Although I was already pretty self-aware of my own communication and decision-making style (a bit reluctant to share my thoughts sometimes, and indecisive), playing this game certainly highlighted these elements. For example, although there wasn’t necessarily a decision to be made when answering these questions, my mind often went blank, or I often wasn’t sure what the best or most accurate answer was, since the questions really demanded one answer, and many of them were superlative questions. Thus, I was most stumped by Level 2 questions— I actually found that Level 3 questions (which prompted reflection) were much easier to answer, as they were actually much more abstract.
Additionally, especially since the Level 2 questions were quite personal and, at times, a bit prying or were awkwardly phrased or somewhat cliché, I often felt quite awkward answering. My friend, the other player— who is more outgoing of a person than I am— at first, ignored the “Dig Deeper” card and simply asked me for more details on almost every other question. The mechanics of the game, I think, also highlighted their personality in this way; they seemed much more bold and willing to share— or at least, weren’t as uncomfortable asking or answering the questions. I generally felt more comfortable when the question was about the other person— for example, “Who do I remind you of?” or “What was your first impression of me?” This pattern might be reversed for strangers, however; questions of how a player perceives a stranger might be both much more difficult to answer, or more awkward. Players might also be more reserved around strangers, out of fear of offending them. Perhaps this game addresses these norms and targets both friends and strangers by creating a mix of self-directed and partner-directed questions.
In terms of social norms, indeed, We’re Not Really Strangers seems to directly challenge the norm of not prying into people’s personal lives, which arises in most social situations, although on varying levels.

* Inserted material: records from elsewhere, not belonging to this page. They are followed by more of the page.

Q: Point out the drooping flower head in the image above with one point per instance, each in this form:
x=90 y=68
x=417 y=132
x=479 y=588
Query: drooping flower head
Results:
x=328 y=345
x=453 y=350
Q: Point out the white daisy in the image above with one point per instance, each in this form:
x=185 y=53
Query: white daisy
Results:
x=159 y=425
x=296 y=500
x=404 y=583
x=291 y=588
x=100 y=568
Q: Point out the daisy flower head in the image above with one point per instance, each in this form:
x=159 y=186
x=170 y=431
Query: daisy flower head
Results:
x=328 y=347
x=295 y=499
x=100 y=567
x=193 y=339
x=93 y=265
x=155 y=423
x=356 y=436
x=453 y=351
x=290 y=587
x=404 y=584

For instance, it is true that “it might be appropriate to ask a close friend about their home or family life, but not a new acquaintance.” Additionally, if I see that a friend looks sad, I would ask them what’s wrong, whereas I might (unfortunately) not approach a stranger just because they look sad; the norm might be to mind your own business. However, in the case of We’re Not Really Strangers, it seems that some of these questions I would not naturally ask a close friend in a normal situation, either. They either seem weirdly prying, even past the level of “prying” that one might do with a close friend, and sometimes also oddly cliché. Thus, I wondered if I actually would’ve been more comfortable playing with a complete stranger, since I think the stakes would be lower. With a friend, because they already know me, I actually think I would feel more self-conscious being completely honest than if I had played with a stranger.
I do, however, think that some cultures, especially those with less emphasis on privacy and value openness might work better with We’re Not Really Strangers. Interestingly enough, I wonder if my mom and her friends and acquaintances might enjoy playing this game. She always tells me that Chinese people tend to be more honest and open about certain things (but to what extent, and about what things?)
On the other hand, certain groups of people might certainly work poorly with games such as We’re Not Really Strangers— for example, those that have experienced trauma, had a history of bad relationships, or even those with uncertain identities might feel cornered with some of these questions. In terms of broader ethical concerns, some of the questions might even be triggering to some people. For example, a question like “Are you lying to yourself about anything?” or “What’s the worst pain you have ever been in that wasn’t physical?” might lead to recalling unwanted trauma. I then wonder how the “magic circle” of We’re Not Really Strangers might be redesigned to address some of these concerns, like how lying is unethical in real life, but is standard and accepted in deception games.